Our developed framework allows the dynamic analysis of software that tampers with the users’ browser session. However, it comes, like most dynamic approaches, with some limitations. Using a predefined set of websites leaves the risk that the analyzed software does not get active on the visited websites (e.g., banking-malware might only get active on specific subsites of a particular banking site). However, previous work has shown that the top-ranked pages trigger a lot of malware samples and extensions [2, 11, 12, 26]. Also, some samples might only inject content into websites only if certain search words appear, as shown in [12]. Since we use a predefined set of websites and therefore predefined keywords, we will not see injections related to other keywords.

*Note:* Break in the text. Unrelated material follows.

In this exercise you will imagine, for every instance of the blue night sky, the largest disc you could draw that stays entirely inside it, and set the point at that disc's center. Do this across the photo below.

Currently, our analysis slaves do not interact with the websites in a way a real user might (e.g., scrolling, or clicking on links). Some malware samples might only trigger if an event occurs, if the user interacts with a website we missed this kind of behaviour.

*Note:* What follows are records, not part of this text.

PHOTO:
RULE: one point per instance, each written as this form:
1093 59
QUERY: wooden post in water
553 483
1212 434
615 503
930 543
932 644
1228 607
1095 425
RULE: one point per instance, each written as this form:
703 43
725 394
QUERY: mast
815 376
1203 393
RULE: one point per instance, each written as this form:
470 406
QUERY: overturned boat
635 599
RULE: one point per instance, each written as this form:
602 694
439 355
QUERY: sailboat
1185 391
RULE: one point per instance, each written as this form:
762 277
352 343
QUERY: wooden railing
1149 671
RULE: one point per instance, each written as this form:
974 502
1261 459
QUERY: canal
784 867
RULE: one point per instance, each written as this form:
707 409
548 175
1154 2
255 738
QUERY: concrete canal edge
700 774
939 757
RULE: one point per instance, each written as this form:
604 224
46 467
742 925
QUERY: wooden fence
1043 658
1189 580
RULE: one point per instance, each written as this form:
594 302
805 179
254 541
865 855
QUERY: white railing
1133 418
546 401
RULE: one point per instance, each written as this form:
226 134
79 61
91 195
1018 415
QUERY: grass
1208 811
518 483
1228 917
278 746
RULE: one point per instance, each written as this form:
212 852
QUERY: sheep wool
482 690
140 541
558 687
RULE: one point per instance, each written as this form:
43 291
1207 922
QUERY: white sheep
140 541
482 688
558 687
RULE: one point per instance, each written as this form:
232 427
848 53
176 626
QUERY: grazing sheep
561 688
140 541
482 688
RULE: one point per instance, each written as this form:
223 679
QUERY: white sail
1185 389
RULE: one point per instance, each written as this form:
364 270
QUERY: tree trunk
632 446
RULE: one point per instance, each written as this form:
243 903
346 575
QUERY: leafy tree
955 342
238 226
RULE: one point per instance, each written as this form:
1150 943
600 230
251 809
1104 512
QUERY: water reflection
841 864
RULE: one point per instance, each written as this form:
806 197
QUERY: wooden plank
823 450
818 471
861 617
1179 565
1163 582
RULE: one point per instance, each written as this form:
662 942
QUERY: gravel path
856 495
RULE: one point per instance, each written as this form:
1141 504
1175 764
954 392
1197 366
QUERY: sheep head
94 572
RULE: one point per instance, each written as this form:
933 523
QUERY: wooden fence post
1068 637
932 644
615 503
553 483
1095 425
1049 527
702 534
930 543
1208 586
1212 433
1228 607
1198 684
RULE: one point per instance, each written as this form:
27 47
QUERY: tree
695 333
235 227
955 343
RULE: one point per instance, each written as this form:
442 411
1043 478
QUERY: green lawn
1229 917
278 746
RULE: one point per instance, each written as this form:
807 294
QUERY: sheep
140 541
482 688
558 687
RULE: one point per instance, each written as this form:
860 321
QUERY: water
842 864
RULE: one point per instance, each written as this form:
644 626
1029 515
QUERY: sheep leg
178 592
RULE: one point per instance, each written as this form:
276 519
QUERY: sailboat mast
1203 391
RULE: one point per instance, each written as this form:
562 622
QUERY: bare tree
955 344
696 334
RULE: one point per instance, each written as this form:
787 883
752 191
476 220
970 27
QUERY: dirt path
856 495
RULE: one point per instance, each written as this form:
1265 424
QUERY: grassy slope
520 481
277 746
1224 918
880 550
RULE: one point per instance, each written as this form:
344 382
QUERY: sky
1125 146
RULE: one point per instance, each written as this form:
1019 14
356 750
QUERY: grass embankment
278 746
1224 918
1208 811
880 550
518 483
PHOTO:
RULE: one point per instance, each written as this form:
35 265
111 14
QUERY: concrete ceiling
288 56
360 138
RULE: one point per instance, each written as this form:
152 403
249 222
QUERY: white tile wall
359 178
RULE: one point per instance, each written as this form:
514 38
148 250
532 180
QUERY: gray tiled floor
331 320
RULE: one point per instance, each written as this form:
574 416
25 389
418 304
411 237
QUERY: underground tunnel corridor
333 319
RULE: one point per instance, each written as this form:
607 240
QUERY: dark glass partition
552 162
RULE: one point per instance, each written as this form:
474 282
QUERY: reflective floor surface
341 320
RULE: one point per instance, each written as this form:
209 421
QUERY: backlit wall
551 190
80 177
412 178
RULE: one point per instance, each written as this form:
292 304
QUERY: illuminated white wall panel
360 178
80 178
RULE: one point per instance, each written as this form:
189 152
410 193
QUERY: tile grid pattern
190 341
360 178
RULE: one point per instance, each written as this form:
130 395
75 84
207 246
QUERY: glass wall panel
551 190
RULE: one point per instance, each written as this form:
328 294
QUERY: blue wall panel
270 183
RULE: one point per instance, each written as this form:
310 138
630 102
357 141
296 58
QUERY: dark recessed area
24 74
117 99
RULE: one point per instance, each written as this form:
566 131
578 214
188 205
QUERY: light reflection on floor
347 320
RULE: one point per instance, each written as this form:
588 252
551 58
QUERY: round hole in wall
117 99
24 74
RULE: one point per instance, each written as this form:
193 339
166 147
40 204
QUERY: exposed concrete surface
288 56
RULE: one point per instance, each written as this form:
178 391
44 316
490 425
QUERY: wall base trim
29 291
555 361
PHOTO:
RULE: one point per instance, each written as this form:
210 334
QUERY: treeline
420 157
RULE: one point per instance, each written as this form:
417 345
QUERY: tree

Since we are using a virtual environment to execute the malware, some samples might recognize that they are being analyzed. We took several measures to hide that the malware is executed on a virtual machine (e.g., changing CPU information and some registry keys). However, a malware sample might still detect that it is being analyzed and show a different behavior.

7 Conclusion

Our results show that not only websites and browser extensions but also—on a massive scale—adware and PUPs negatively impact the user’s privacy. We analyzed over 16,000 adware and PUP samples towards their privacy implications to the user. Our results illustrate that these kinds of software excessively leak private data (e.g., IP addresses or clickstream data). More than 37% of all requests issued by malware or PUPs is used for one of these two purposes. Adware and PUPs mainly focus on the user’s clickstream which holds sensitive personal information and may give great detail of the user’s life ranging from e.g., habits, personal preferences to political views. Thus, adware is a not negligible threat to the user’s privacy especially because the leakage happens without consent or knowledge of the user. Regarding the tracking behavior PUPs and adware are quite similar and, since they heavily focus on the users’ clickstream, pose a far worse threat to the users’ privacy than extensions do.

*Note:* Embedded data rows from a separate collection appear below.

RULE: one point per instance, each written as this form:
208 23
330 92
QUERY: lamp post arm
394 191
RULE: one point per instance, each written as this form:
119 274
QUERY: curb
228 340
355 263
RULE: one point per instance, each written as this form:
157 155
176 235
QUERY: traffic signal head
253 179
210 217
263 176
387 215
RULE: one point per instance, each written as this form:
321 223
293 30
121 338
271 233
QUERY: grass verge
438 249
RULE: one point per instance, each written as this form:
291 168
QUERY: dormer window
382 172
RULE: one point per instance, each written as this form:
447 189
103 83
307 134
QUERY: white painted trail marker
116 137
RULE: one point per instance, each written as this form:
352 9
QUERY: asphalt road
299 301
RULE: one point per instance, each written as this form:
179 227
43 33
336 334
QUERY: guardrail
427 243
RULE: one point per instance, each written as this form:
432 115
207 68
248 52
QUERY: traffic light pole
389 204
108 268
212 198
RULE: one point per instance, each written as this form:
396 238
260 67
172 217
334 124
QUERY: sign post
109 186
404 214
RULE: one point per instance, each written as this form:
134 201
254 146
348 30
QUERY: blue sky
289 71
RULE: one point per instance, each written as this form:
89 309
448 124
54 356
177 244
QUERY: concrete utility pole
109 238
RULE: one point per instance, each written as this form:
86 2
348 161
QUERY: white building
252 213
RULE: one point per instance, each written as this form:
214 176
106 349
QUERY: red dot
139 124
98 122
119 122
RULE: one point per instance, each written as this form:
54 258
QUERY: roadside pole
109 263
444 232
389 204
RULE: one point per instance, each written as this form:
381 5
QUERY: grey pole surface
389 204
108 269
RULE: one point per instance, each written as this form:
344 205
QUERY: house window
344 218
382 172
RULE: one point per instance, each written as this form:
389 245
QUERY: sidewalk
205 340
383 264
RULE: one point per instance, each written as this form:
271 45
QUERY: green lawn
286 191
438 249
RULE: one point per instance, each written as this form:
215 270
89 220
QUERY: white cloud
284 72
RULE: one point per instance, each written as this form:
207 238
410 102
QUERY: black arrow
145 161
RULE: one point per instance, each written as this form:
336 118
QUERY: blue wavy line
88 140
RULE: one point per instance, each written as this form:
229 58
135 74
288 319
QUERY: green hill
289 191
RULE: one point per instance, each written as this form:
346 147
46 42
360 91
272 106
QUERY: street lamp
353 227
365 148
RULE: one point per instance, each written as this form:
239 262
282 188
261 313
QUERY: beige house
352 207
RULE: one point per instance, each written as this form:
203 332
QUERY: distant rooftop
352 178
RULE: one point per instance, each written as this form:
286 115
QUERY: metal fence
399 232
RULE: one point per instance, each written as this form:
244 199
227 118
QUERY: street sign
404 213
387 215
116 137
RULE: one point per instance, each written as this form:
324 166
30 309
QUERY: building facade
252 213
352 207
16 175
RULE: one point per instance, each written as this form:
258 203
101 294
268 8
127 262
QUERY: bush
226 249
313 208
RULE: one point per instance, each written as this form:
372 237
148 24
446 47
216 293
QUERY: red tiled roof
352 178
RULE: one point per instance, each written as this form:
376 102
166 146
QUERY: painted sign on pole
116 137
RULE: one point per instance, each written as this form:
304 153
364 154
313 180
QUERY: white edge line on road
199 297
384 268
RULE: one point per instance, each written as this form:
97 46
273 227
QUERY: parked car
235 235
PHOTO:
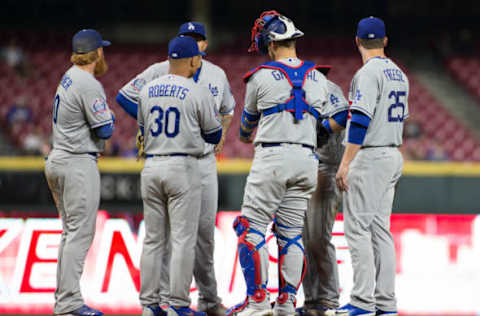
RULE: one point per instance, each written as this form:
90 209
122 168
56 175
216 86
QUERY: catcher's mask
271 26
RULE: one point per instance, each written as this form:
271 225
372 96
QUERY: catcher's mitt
322 134
140 146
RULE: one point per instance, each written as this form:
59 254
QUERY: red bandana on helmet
258 27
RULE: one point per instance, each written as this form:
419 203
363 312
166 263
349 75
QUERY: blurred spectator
435 152
34 142
16 58
19 112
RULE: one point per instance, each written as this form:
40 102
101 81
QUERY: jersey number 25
396 111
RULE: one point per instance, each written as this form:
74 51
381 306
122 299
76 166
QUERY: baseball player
371 166
320 285
215 79
284 98
82 121
174 114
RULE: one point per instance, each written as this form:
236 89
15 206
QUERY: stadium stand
466 69
439 129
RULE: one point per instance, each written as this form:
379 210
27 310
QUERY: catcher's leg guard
250 259
285 288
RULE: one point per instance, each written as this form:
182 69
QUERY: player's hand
140 146
219 147
246 140
341 177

We could show that while there are—regarding the privacy influence—similarities between extensions and adware/PUPs there are also apparent differences. Adware and PUPs mainly focus on the users’ clickstream and can, therefore, create comprehensive profiles of users’ which are valuable to different companies (e.g., ad-networks). Furthermore, our results show that adware and PUPs do not adopt state of the art tracking techniques.